The idea of the SCN is to tackle the needs in the connected communities more holistically and to solve basic needs in parallel – in the same places: from health to water issues, from education to income generation, from basic business skill transfer to mobility and safety issues, so that a real development and growth of people has a much better chance to be come sustainable.
How we do that?
All SCN members have committed to invest not just in their own projects and activities, but also into the network that they have built and system changer approaches with the aim to share skills, learn together and to accept innovative inputs from outside thus achieving much more than as an “isolated” organisation.
“We all have specific visions and target groups and topics in our organizations, but at the end it’s all about human beings who have a lot of basic needs in different roles along lifetime. Basic needs as Nutrition, water, education are important to all. Needs are interlinked, as also solutions should be interlinked”, explained Manuela Pastore from the Making More Health Initiative when the idea came up.

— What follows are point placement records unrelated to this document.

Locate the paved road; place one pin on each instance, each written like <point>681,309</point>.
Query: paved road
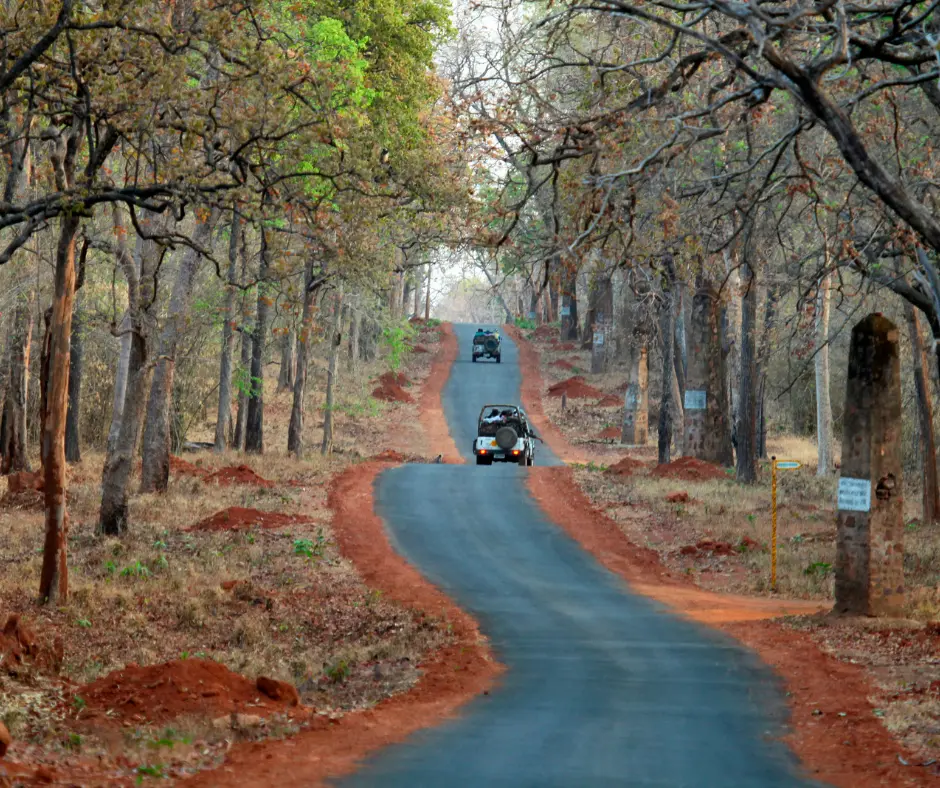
<point>604,687</point>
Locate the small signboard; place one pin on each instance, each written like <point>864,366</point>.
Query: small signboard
<point>854,495</point>
<point>694,400</point>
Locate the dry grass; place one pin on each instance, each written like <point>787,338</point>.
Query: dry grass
<point>901,656</point>
<point>299,611</point>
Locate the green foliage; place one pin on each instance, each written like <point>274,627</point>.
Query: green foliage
<point>396,338</point>
<point>310,548</point>
<point>137,569</point>
<point>338,671</point>
<point>818,569</point>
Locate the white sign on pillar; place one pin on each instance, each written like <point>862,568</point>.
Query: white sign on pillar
<point>695,400</point>
<point>854,495</point>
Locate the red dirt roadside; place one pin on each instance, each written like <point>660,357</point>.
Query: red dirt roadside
<point>450,677</point>
<point>432,410</point>
<point>532,399</point>
<point>850,751</point>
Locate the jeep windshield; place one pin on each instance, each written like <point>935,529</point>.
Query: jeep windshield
<point>492,417</point>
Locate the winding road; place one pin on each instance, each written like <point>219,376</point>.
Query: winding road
<point>604,687</point>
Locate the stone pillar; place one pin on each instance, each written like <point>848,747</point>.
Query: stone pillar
<point>707,436</point>
<point>635,430</point>
<point>869,573</point>
<point>601,346</point>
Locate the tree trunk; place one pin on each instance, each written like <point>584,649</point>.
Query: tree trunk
<point>254,424</point>
<point>763,355</point>
<point>824,446</point>
<point>54,578</point>
<point>73,437</point>
<point>635,428</point>
<point>419,294</point>
<point>352,359</point>
<point>120,380</point>
<point>667,329</point>
<point>295,431</point>
<point>14,454</point>
<point>730,321</point>
<point>241,416</point>
<point>747,395</point>
<point>569,303</point>
<point>427,296</point>
<point>682,339</point>
<point>155,471</point>
<point>406,295</point>
<point>931,492</point>
<point>224,413</point>
<point>115,478</point>
<point>707,435</point>
<point>335,340</point>
<point>285,377</point>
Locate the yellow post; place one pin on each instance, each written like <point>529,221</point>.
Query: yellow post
<point>773,529</point>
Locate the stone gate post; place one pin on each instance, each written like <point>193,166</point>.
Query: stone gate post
<point>869,572</point>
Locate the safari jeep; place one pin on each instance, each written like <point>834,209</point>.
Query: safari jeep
<point>504,435</point>
<point>486,344</point>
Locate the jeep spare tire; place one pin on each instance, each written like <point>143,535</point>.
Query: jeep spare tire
<point>506,438</point>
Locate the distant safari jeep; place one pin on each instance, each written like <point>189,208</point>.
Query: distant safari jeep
<point>504,435</point>
<point>486,344</point>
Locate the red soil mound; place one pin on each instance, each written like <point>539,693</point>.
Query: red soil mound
<point>689,469</point>
<point>237,474</point>
<point>159,693</point>
<point>236,518</point>
<point>19,645</point>
<point>450,677</point>
<point>390,388</point>
<point>626,467</point>
<point>179,467</point>
<point>575,388</point>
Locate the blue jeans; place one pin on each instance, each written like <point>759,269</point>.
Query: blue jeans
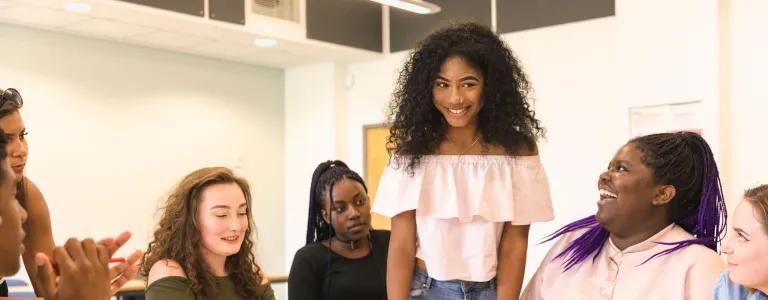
<point>428,288</point>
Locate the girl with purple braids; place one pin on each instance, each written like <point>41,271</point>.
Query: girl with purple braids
<point>660,216</point>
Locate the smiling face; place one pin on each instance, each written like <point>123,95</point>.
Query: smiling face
<point>14,129</point>
<point>458,92</point>
<point>746,248</point>
<point>628,194</point>
<point>351,210</point>
<point>223,219</point>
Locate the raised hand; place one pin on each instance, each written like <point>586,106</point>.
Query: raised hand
<point>83,271</point>
<point>121,273</point>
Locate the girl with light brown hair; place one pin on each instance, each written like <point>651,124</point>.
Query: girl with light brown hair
<point>202,248</point>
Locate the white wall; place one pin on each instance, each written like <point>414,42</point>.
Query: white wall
<point>748,95</point>
<point>114,127</point>
<point>586,75</point>
<point>311,136</point>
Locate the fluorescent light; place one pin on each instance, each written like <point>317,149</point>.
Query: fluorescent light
<point>416,6</point>
<point>263,42</point>
<point>78,7</point>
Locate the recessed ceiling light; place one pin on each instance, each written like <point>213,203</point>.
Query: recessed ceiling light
<point>415,6</point>
<point>78,7</point>
<point>264,42</point>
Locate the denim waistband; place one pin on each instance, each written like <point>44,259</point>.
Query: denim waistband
<point>427,282</point>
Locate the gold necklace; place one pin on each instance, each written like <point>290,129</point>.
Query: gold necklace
<point>468,148</point>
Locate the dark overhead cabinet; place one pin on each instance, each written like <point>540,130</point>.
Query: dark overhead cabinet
<point>407,28</point>
<point>516,15</point>
<point>354,23</point>
<point>231,11</point>
<point>190,7</point>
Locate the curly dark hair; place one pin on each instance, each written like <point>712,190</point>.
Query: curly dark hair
<point>178,237</point>
<point>506,118</point>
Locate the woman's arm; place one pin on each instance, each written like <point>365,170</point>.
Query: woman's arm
<point>39,237</point>
<point>512,252</point>
<point>303,282</point>
<point>401,258</point>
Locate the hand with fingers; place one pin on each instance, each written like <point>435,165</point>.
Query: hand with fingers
<point>122,272</point>
<point>83,271</point>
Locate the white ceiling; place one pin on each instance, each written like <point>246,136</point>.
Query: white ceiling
<point>140,25</point>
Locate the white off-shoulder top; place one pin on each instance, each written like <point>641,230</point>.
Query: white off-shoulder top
<point>462,203</point>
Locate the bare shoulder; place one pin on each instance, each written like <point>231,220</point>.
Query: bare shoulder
<point>527,151</point>
<point>35,199</point>
<point>164,268</point>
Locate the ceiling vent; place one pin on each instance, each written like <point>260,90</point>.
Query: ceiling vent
<point>282,9</point>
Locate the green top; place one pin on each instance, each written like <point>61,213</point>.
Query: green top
<point>178,288</point>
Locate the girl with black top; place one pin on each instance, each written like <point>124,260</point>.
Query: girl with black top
<point>343,257</point>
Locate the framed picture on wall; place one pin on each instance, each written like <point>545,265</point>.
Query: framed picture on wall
<point>375,159</point>
<point>681,116</point>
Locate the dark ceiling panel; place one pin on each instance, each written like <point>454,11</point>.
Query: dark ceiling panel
<point>516,15</point>
<point>191,7</point>
<point>406,28</point>
<point>231,11</point>
<point>354,23</point>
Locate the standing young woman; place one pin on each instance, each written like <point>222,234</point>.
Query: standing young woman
<point>660,215</point>
<point>747,275</point>
<point>39,238</point>
<point>465,180</point>
<point>343,258</point>
<point>83,270</point>
<point>202,248</point>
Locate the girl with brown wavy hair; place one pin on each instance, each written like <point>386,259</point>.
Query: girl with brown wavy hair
<point>747,274</point>
<point>203,248</point>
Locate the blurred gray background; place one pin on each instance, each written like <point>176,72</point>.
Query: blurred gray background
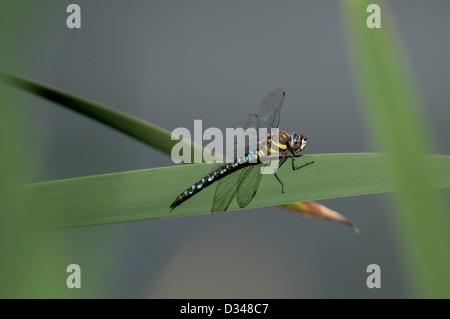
<point>171,62</point>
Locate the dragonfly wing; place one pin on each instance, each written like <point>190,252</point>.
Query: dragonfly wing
<point>248,185</point>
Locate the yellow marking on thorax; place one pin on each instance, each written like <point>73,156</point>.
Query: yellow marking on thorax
<point>280,146</point>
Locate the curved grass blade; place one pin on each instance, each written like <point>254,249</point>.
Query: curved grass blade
<point>248,186</point>
<point>143,131</point>
<point>398,124</point>
<point>147,194</point>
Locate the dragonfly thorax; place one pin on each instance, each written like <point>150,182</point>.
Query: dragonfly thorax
<point>298,142</point>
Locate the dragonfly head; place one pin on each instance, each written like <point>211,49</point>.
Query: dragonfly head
<point>298,142</point>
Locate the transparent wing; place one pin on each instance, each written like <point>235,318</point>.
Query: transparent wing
<point>267,116</point>
<point>248,185</point>
<point>246,181</point>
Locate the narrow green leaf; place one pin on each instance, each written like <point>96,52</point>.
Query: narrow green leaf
<point>147,194</point>
<point>398,125</point>
<point>143,131</point>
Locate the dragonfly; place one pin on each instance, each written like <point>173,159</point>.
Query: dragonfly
<point>241,177</point>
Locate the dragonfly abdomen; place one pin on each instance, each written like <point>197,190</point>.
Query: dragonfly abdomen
<point>251,158</point>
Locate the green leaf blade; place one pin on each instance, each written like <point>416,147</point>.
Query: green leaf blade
<point>147,194</point>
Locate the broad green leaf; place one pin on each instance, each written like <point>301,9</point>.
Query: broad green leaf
<point>143,131</point>
<point>398,125</point>
<point>147,194</point>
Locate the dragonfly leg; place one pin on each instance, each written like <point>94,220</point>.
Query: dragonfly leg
<point>282,160</point>
<point>299,166</point>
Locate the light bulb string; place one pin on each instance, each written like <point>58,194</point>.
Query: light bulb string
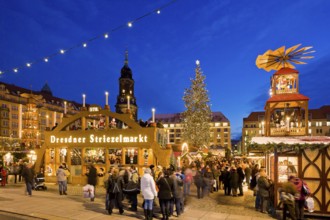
<point>86,42</point>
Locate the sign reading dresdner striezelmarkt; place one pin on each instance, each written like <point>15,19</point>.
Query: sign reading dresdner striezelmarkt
<point>98,139</point>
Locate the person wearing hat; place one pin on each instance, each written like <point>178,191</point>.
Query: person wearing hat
<point>148,189</point>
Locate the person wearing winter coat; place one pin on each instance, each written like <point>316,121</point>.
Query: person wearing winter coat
<point>225,179</point>
<point>92,178</point>
<point>61,180</point>
<point>208,180</point>
<point>247,172</point>
<point>241,177</point>
<point>115,191</point>
<point>188,179</point>
<point>149,192</point>
<point>233,180</point>
<point>28,175</point>
<point>165,194</point>
<point>177,193</point>
<point>301,198</point>
<point>263,190</point>
<point>132,194</point>
<point>198,180</point>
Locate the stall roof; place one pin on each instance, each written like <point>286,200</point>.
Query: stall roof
<point>292,140</point>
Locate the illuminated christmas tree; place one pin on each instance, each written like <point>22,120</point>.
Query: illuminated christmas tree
<point>197,116</point>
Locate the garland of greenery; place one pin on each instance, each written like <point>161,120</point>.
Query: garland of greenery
<point>280,147</point>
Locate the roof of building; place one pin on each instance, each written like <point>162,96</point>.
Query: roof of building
<point>254,116</point>
<point>320,113</point>
<point>285,71</point>
<point>292,140</point>
<point>48,97</point>
<point>287,98</point>
<point>176,118</point>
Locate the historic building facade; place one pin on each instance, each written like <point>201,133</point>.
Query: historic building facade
<point>220,132</point>
<point>25,115</point>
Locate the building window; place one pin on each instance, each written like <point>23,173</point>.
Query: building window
<point>14,125</point>
<point>287,166</point>
<point>14,108</point>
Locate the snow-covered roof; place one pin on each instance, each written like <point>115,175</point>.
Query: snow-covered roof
<point>292,140</point>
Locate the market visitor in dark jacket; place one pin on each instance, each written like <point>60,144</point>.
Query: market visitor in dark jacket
<point>263,187</point>
<point>233,180</point>
<point>198,180</point>
<point>241,177</point>
<point>166,187</point>
<point>115,191</point>
<point>28,175</point>
<point>177,193</point>
<point>225,178</point>
<point>299,201</point>
<point>92,178</point>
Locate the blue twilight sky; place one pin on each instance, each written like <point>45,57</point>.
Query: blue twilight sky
<point>225,35</point>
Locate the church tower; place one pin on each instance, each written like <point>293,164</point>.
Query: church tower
<point>126,101</point>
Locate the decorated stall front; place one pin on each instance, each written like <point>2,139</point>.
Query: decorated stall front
<point>307,157</point>
<point>103,138</point>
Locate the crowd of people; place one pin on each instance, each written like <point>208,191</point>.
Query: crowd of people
<point>169,187</point>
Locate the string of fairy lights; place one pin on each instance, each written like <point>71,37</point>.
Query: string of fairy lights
<point>84,44</point>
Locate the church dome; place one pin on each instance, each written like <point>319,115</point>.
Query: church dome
<point>126,72</point>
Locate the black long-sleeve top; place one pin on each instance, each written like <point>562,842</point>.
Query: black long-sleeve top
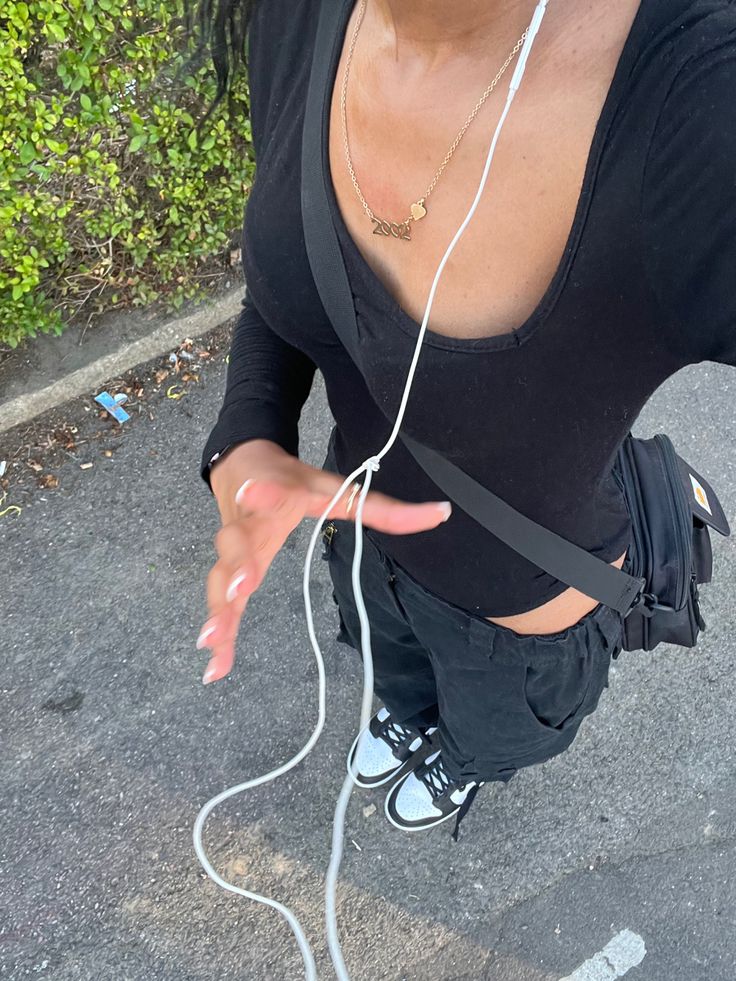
<point>647,285</point>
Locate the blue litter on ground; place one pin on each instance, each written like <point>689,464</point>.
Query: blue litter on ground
<point>113,405</point>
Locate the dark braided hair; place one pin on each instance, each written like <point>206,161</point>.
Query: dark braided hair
<point>219,29</point>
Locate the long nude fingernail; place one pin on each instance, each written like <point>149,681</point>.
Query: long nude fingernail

The SCN alliance is based on exchange strategies and structures on various levels, the active investment of the SCN partners’ own resources in the network, including active knowledge transfer from community to community, and around the SCN a huge “cloud“ of partners from many different backgrounds who engage in several ways and aspects, with changing intensity: social enterprises, volunteering employees, other companies, international NGOs, local governments, Academia…

At the conference some SCN members could also share at booths the work and their specific skills. TENDO is for example an NGO and SCN member, active in Mukuru Slums in Nairobi. They are very strong in income generating activities for vulnerable self help groups. Production, product branding and registration and marketing skills of soap and washing products are now spread in the whole network. At the same time the community benefits from many other skills which come to them through the network, e.g First Aid courses and basic health and hygiene awareness, other income generating ideas, safety training sessions, cultural exchange club participation, water purification and urban farming ideas.
Another interesting fact of the SCN: if co-creation and collaboration are the big trends, then we need also to measure it!
With yearly network analysis methodologies we measure not just the number and quality of all activities and projects and the respective outreach, but also the connection among the SCN partners, the quantity and quality of exchange and roll out, the density. A concrete and visible system index shows where we are with the network, how our activities match against all identified basic needs and give a clear picture about the next strategic steps!

We are proud of what we have achieved and while communicating now also about this approach we welcome any of your comments and thoughts!